Updated on July 30, 2022

Comments

  • Robert
    Robert over 1 year

    If I want to randomly select some samples from different groups I use the plyr package and the code below

    require(plyr)
    sampleGroup<-function(df,size) {
      df[sample(nrow(df),size=size),]
    }
    
    iris.sample<-ddply(iris,.(Species),function(df) sampleGroup(df,10))
    

    Here 10 samples are selected from each species.

    Some of my dataframes are very big and my question is can I use the same sampleGroup function with the dplyr package? Or is there another way to do the same in dplyr?

    EDIT

    Version 0.2 of the dplyr package introduced two new functions to select random rows from a table sample_n and sample_frac

  • Troy
    Troy over 10 years
    +1 for data.table. Using .I doubles the performance speed: iris[iris[,list(idx=sample(.I,10)),by="Species"]$idx]
  • marbel
    marbel over 10 years
    +1 for Troy´s anser using data.table in the rigth way. My answer is probably slower because it copies two times the table.
  • Arun
    Arun over 10 years
    +1 very nice comparisons. But I don't understand your reason for the last benchmark? You're sample the whole data for 10 elements for every group.

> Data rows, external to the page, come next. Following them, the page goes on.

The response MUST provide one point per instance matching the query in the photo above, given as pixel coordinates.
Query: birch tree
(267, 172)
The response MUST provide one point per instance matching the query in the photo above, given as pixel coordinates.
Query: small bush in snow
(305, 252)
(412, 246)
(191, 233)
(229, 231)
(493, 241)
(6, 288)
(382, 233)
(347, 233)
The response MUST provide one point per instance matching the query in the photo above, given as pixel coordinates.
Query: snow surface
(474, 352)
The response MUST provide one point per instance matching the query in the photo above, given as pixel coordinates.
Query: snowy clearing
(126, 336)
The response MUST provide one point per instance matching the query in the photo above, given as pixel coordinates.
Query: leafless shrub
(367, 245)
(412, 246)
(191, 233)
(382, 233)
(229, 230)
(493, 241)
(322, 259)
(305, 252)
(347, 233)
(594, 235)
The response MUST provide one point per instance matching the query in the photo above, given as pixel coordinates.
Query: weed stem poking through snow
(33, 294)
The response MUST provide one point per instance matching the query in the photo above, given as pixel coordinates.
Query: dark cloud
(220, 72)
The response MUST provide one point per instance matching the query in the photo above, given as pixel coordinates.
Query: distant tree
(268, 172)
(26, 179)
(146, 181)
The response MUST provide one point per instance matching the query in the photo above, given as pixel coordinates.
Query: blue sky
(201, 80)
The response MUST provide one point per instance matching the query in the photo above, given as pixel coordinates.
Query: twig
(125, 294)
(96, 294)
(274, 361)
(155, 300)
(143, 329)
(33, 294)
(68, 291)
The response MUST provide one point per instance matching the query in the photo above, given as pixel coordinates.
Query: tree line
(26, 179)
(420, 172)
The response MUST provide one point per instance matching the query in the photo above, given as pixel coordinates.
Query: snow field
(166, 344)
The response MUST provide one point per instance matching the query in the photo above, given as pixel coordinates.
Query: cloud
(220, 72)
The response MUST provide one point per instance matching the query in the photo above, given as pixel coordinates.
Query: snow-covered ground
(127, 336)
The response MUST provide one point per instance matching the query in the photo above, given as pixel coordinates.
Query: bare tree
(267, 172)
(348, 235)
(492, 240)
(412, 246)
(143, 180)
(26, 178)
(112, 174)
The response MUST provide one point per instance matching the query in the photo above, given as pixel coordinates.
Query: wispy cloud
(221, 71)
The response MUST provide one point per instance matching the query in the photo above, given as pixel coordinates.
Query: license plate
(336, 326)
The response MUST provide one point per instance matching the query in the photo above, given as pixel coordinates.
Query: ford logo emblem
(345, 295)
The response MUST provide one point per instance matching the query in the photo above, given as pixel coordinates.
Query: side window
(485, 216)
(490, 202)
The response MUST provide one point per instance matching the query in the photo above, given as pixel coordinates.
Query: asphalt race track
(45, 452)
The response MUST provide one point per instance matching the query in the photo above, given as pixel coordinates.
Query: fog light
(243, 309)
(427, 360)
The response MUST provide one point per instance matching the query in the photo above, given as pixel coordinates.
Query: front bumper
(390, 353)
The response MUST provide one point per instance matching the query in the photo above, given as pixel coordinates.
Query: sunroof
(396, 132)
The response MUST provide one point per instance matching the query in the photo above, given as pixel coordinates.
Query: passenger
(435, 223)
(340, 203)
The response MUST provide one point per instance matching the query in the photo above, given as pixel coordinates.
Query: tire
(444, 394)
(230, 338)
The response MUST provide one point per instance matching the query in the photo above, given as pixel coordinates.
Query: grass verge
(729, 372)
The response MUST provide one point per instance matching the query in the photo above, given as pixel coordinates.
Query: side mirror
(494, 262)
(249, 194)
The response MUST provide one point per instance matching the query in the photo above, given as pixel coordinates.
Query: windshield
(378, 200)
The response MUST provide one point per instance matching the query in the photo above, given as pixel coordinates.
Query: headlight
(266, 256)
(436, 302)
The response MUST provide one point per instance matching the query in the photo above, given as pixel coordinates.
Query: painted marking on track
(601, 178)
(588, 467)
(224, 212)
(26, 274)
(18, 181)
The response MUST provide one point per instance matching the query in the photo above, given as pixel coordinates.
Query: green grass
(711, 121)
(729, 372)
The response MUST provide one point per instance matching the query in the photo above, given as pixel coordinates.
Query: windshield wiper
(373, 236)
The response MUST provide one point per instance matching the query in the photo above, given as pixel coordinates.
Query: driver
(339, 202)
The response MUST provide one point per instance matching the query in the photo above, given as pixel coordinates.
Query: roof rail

Whereas you're doing something with attributes for dplyr case.. Why not benchmark the same for dplyr with a function similar to the 3rd case for DT as well?
  • Arun
    Arun over 10 years
    Also, an important aspect of benchmarking is to see how well it scales. With just 26 groups to aggregate by, there'll be no real difference one can detect. Change your line to testdata<-data.frame(group=sample(paste("id", 1:1e5, sep=""),10e5,T),runif(10e5)) and run your benchmarks again
  • eddi
    eddi over 10 years
    I think you want sampleGroup(.SD, 10) (note .SD instead of DT)
  • Romain Francois
    Romain Francois about 10 years
    Please note that the internals of dplyr (e.g. the indices attributes) are likely to evolve. Don't rely on their structure.
  • PhilChang
    PhilChang about 10 years
    @Arun , Yes, But you should update the dplyr to the newest version 0.1.3.0.99.
  • PhilChang
    PhilChang about 10 years
    @Arun,sorry, you should use sample_n()
  • Brani
    Brani almost 10 years
    Is there a way to do this without using do?
  • gregmacfarlane
    gregmacfarlane over 9 years
    Can you clock your stuff against the data.table solutions above? I stay in dplyr as much as I can because the grammar is easier (or at least I haven't learned data.table yet). It kind of drives me crazy that every dplyr question on SO gets a data.table answer, so I would like to see if this new code gets close.
  • marbel
    marbel about 8 years
    @gregmacfarlane Just read the comments above and it will make sense. There wasn't an acceptable way to do this with dplyr at the time. After reading the current docs at the time, the OP answered: " Thanks, but I think the solution to this problem is not in the documentation yet. Nice solution with data.table though! – Robert". Also read the other answers from the time the question was ask, they don't look like amazing solutions...
  • user3614783
    user3614783 about 6 years
    @PhilChang I get this error message when I run the following code: clickers %>% group_by(ListName)%>% sample_n(200) Error: size must be less or equal than 29 (size of data), set replace = TRUE to use sampling with replacement
  • Bastien
    Bastien about 5 years
    @user3614783, use sample_n(min(n(),200). The problem is that some of your groups are not 200 row longs.